I wouldn't necessarily want to pigeon-hole France into the low-trust category, but I do think it's a good starting point for reflection, to the extent anyone still cares (Allison's comment). There is actually quite a bit of domestic corruption in France (Chirac's problems with public funds, Elf trial, etc.), but France admittedly is not Mexico or Brazil. It is not a third world country either. More than outright corruption, there is a sort of mid level rule bending in which having the right contacts and lighter forms of palm greasing get you promoted, assigned to the public sector job you want, get you a public subsidized apartment, get rid of traffic tickets, etc. It reminds me of the gaming the system mentality that was prevalent in the Soviet Union.

As for meritocracy, there is a formal system that is largely merit based and works to some extent. There is also a very clubby system of educated elites (the ENA, etc.) and class-based distinctions that are equally important. Your chances in life are far more dependent on being from a "bonne famille" than ability. You have the meritocratic Grandes Ecoles, but then it ends up that half of the entering class actually went to kindergarten together in the same area of the posh 16th arrondissement and all their parents know each other. You also note that, in contrast to, say, the UK or the US, in company structures, the shareholders, the board members, the CEO, even the outside auditors and the company's legal counsel all know each other and are not independently selected based on merit. It's the same group from the high class kindergarten. (This is in part why it is difficult to analyse racism in France, since it overlaps with classism.)

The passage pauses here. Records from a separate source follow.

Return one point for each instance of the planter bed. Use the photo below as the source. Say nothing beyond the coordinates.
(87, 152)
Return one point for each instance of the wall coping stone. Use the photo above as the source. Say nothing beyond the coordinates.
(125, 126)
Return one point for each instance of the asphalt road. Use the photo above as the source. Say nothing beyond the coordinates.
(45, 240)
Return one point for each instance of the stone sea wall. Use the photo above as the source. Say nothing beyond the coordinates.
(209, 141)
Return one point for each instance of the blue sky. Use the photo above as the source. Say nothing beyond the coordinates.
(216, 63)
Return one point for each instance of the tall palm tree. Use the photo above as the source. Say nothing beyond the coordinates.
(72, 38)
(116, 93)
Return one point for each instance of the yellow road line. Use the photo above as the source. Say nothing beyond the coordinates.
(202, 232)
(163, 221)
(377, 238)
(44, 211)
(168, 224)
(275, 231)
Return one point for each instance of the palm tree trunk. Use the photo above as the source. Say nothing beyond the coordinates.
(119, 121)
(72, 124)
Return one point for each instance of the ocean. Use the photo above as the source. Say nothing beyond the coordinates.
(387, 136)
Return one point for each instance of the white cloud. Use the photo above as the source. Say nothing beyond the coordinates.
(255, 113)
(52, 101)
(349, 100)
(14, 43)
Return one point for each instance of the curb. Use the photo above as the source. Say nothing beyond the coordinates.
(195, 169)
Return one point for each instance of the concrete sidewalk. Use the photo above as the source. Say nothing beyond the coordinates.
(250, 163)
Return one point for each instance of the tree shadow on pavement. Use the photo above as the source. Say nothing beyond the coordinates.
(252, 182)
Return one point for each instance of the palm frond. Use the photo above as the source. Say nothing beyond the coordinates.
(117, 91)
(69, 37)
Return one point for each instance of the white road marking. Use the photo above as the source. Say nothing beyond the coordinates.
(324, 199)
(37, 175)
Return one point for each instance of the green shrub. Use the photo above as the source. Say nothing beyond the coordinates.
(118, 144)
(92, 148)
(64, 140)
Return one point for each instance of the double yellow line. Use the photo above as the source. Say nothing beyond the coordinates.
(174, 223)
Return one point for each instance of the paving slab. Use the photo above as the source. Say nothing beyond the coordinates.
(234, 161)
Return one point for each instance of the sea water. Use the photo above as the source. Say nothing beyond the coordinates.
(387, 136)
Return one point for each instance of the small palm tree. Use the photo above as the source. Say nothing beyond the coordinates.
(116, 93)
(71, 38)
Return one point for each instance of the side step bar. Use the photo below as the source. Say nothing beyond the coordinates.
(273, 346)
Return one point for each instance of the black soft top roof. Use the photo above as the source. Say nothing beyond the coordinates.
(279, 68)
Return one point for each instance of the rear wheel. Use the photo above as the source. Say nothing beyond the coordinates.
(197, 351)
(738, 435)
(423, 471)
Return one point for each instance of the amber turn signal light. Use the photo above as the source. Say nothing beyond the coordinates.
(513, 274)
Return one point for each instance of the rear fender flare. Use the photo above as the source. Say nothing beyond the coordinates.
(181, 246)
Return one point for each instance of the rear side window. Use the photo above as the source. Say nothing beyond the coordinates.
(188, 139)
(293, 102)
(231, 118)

My purely empirical observation is that the French play life as a sort of cynical game, in which you can't rely on the (anonymous) other. When important personal interests are at stake, the French will hang you out to dry, even use you, regardless of supposed commitments. It is precisely the social and economic limitations on individual initiative and the lack of "trust" (in this limited sense) that leads to a collectivist bureacracy that protects people from each other and ensures their individual entitlements. The State then acts as protector, arbiter and becomes an object of worship to which a lot of social functions are delegated. This gets to the point that the people even rely, trust, and defer to the State to defend national interests in the international arena through a similar highly cynical interests-based logic that is widely accepted. If you placed the French behind a Rawlsian veil of ignorance, I think it likely that, given their assumptions about human nature and the rules of social systems, they would likely cede a lot of individual freedom in favor of collective protection.

I heard about Chirac's deal with Mladic on French radio. It probably won't even make the evening news here, and who cares? Compare the Bush lied about uranium sales obsession.